On September 23rd, Washington Post food columnist Tamar Haspel admitted to receiving “plenty” of money from pro-agrichemical industry sources.
Following her admission, I thought it might be useful to report on journalists — including Haspel — mentioned in the documents we have received from state public records requests.
U.S. Right to Know is conducting an investigation of the food and agrichemical industries, their PR firms and front groups, and the professors who speak for them.
So far, three reporters come up in interesting ways: Amy Harmon, Keith Kloor and Tamar Haspel.

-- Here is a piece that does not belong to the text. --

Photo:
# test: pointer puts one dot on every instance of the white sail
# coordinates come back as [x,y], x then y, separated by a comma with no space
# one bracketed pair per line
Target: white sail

These reporters appear in the context of Jon Entine, who is perhaps the leading PR operative working to promote the views of the agrichemical industry, and its pesticides and GMOs. Entine is founder and executive director of the Genetic Literacy Project, which, along with the PR firm Ketchum’s GMO Answers, are the agrichemical industry’s two most visible front groups. Entine is also founder and president of the PR firm ESG MediaMetrics, whose clients have included the agrichemical giant Monsanto.
On September 23, 2013 at 7:44pm, Jon Entine emailed Renee Kester: “FYI, I think I’ve talked Amy Harmon into doing a Hawaii Hawaii [sic] story … and I gave her your and Kirby’s email information, so she may call at some point if she indeed pursues this.” Kirby Kester is president of the Hawaii Crop Improvement Association, an agrichemical industry front group.